Abe Nobutsugu, Sugiyama Masanori, Suzuki Yutaka, Yamaguchi Yasuharu, Yanagida Osamu, Masaki Tadahiko, Mori Toshiyuki, Atomi Yutaka
Department of Surgery, Kyorin University School of Medicine, 6-20-2 Shinkawa, Mitaka, Tokyo 181-8611, Japan.
Am J Surg. 2006 Feb;191(2):198-200. doi: 10.1016/j.amjsurg.2005.07.036.
Pancreatic fistula is a common complication of distal pancreatectomy (DP). Although various surgical procedures have been proposed for DP in an attempt to decrease the high incidence of pancreatic fistula, the prevention of pancreatic fistula remains a major problem in DP. Endoscopic pancreatic stenting for the treatment or prophylaxis of such a fistula has been rarely described.
We reviewed 9 patients who underwent preoperative endoscopic pancreatic stenting for the prophylaxis of pancreatic fistula development after DP.
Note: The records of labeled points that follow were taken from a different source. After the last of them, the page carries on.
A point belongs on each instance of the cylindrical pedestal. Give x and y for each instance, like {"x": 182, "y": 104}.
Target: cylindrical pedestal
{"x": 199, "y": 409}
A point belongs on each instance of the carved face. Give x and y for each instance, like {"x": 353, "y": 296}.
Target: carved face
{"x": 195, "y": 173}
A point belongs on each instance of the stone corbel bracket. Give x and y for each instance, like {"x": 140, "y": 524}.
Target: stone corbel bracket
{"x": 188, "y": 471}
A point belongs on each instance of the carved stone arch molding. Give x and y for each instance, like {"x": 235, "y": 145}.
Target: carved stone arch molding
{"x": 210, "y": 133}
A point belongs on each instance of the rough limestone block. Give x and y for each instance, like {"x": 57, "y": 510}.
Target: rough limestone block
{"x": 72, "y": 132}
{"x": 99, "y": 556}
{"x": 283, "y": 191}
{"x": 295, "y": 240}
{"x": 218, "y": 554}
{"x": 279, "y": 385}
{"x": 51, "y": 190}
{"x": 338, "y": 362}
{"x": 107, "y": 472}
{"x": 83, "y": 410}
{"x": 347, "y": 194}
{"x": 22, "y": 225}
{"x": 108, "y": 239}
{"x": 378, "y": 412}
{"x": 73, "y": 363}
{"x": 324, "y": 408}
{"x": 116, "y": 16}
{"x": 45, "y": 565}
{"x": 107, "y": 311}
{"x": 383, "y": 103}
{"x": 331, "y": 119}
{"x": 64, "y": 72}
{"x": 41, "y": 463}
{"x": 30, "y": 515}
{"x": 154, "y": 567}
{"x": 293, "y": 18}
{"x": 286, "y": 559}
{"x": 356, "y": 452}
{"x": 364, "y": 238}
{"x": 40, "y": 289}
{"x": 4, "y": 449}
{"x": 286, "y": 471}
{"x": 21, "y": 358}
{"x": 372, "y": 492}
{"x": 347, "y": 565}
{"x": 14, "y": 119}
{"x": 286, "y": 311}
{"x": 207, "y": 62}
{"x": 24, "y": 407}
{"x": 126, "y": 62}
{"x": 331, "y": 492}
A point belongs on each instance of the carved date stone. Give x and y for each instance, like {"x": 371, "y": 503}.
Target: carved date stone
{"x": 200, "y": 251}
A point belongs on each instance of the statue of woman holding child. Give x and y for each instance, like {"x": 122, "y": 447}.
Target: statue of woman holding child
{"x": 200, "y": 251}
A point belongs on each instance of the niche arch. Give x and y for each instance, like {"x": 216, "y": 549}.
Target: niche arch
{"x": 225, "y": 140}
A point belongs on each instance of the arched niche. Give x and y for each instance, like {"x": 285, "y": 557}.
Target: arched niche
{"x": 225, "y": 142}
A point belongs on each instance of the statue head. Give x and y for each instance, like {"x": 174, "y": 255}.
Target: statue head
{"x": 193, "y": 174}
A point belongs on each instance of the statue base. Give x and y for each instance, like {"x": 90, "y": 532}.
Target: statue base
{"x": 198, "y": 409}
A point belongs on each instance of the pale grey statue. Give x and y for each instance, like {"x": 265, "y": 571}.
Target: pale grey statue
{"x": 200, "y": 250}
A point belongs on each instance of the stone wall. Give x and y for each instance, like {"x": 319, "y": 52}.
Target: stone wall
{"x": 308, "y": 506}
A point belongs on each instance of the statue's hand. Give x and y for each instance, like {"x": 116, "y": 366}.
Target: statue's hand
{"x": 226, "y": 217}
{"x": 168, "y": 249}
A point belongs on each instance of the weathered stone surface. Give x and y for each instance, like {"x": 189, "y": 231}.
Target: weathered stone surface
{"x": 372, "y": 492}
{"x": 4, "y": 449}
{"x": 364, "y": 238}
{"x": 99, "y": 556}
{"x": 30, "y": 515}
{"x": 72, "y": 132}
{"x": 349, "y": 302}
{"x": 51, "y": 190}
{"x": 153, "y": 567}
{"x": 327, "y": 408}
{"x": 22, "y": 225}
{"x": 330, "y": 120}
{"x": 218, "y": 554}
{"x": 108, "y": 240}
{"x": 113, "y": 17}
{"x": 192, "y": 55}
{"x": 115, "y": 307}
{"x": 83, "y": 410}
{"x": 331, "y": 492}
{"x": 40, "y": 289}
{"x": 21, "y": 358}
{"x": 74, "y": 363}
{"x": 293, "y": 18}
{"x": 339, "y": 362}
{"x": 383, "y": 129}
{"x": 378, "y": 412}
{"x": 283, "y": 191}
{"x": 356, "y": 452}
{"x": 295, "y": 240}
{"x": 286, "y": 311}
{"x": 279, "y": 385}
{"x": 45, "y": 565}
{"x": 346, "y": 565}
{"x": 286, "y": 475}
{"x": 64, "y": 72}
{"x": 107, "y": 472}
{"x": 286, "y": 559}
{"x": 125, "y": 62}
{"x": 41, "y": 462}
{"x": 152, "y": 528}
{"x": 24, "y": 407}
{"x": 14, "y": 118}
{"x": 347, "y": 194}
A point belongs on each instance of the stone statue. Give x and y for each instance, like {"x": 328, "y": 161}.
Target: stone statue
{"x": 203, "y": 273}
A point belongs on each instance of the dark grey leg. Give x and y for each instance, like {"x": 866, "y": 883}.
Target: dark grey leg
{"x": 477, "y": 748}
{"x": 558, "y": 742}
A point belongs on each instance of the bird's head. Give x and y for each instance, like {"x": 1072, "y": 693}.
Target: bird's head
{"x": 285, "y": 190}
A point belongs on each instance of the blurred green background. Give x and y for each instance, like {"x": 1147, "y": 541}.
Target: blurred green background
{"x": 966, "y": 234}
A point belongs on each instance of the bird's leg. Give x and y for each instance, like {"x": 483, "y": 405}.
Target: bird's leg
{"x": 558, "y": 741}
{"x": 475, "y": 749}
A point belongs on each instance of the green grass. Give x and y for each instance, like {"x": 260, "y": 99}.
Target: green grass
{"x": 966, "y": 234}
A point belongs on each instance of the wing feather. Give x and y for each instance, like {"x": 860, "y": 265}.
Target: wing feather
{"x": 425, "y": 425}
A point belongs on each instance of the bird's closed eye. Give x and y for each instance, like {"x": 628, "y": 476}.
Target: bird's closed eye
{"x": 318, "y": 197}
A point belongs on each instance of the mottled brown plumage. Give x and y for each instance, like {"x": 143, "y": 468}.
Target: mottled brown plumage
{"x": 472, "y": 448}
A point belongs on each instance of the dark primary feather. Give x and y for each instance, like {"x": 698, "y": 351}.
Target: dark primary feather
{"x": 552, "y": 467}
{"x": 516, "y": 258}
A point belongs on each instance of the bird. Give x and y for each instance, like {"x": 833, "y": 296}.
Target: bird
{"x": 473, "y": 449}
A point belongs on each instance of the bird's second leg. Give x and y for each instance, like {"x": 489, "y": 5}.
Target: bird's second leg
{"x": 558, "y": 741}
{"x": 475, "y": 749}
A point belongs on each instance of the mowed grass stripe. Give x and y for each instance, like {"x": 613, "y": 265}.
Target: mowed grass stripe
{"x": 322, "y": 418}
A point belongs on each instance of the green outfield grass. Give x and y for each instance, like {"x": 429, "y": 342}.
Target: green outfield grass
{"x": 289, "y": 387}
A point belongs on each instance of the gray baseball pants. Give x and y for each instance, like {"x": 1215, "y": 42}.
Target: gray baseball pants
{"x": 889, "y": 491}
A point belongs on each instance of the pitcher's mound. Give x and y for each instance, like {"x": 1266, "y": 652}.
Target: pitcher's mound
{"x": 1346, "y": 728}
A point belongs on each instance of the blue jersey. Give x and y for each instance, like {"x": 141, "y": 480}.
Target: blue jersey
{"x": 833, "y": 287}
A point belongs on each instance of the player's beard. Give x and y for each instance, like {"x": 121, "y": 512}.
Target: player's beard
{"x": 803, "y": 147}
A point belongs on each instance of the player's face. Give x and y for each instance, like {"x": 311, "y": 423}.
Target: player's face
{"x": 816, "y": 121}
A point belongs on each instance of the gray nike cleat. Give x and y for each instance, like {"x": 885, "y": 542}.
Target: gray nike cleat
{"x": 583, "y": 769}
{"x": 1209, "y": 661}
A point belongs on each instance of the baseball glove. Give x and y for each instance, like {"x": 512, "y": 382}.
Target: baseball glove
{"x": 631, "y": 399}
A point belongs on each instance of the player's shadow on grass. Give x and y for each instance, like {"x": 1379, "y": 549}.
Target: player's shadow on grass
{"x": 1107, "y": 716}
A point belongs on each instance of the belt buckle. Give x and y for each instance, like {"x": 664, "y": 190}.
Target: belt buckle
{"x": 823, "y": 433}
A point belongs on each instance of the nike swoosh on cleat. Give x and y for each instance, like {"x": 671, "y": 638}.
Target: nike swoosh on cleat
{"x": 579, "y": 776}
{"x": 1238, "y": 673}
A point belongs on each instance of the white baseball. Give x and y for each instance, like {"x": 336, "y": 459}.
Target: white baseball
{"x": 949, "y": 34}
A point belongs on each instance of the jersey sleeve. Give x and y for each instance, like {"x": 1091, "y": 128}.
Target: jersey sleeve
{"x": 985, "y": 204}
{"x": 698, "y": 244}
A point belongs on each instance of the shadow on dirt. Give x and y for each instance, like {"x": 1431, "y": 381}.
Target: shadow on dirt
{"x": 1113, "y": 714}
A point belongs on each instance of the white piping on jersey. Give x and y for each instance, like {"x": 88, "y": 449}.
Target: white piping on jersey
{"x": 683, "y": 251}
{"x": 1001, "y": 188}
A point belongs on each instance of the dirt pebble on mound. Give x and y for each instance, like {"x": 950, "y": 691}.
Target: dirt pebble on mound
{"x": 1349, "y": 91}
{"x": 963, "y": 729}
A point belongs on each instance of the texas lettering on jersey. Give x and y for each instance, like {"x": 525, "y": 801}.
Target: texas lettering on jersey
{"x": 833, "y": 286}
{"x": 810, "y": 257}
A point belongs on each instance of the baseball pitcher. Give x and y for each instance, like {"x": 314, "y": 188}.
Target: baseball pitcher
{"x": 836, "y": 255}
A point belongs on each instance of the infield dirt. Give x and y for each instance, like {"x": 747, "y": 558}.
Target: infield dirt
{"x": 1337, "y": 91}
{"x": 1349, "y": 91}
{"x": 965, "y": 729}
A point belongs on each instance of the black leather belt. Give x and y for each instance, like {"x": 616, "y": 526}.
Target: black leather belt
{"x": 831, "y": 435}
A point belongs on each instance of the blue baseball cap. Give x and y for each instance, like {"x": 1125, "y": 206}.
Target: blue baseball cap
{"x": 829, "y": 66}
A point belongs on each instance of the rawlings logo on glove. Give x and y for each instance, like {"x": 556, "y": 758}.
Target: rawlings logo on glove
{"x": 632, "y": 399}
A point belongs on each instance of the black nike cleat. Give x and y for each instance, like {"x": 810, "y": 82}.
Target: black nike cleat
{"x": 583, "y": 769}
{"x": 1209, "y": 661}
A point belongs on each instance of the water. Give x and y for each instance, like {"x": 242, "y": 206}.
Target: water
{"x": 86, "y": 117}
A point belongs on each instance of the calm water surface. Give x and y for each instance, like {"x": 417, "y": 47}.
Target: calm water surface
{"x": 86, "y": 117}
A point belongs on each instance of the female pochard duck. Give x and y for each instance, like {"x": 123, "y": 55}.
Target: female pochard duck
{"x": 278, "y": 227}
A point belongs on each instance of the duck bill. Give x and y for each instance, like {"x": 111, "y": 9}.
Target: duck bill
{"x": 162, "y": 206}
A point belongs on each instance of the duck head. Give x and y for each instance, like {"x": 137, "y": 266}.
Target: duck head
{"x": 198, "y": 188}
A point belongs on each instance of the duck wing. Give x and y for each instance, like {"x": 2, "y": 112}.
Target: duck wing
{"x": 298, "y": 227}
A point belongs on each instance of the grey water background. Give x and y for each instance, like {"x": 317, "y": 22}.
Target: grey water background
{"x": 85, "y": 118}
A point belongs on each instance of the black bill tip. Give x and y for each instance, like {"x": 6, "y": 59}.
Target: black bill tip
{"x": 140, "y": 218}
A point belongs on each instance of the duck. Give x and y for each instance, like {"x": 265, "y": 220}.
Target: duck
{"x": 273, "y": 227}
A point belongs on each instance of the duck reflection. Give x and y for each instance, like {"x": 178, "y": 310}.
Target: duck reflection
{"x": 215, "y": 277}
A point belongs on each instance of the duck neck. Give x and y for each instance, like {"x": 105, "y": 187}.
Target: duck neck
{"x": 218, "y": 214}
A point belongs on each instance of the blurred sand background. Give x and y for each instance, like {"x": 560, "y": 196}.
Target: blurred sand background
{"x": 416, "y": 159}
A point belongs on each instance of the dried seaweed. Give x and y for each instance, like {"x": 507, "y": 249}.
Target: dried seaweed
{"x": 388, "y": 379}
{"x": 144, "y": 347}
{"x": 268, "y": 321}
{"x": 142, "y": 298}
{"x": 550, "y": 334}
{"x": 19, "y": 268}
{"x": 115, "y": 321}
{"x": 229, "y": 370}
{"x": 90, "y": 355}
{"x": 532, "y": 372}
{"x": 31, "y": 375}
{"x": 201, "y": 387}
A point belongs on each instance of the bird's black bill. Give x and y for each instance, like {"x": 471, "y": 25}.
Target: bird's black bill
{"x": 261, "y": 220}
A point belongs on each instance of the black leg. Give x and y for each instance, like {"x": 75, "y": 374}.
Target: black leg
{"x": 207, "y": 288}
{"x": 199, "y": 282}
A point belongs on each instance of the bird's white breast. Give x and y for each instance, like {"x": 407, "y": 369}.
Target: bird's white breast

Preoperative endoscopic pancreatic stenting was successfully performed with a 7F stent in all the 9 patients. Two patients, both with intraductal papillary mucinous tumor, developed mild acute pancreatitis after the stent placement. None of the 9 patients developed pancreatic fistula. The pancreatic stent was removed from 8 to 28 days (mean 11 days) postoperatively.
Preoperative endoscopic pancreatic stenting may be an effective prophylactic measure against pancreatic fistula development following DP in selected patients.
胰瘘是胰体尾切除术(DP)的常见并发症。尽管已经提出了各种手术方法来进行胰体尾切除术,试图降低胰瘘的高发生率,但胰瘘的预防仍然是胰体尾切除术中的一个主要问题。关于内镜下胰腺支架置入术用于治疗或预防此类瘘的报道很少。
我们回顾了9例接受术前内镜下胰腺支架置入术以预防胰体尾切除术后胰瘘发生的患者。
所有9例患者均成功置入7F支架进行术前内镜下胰腺支架置入术。2例均为导管内乳头状黏液瘤的患者在支架置入后发生轻度急性胰腺炎。9例患者均未发生胰瘘。术后8至28天(平均11天)取出胰腺支架。
对于部分患者,术前内镜下胰腺支架置入术可能是预防胰体尾切除术后胰瘘发生的有效措施。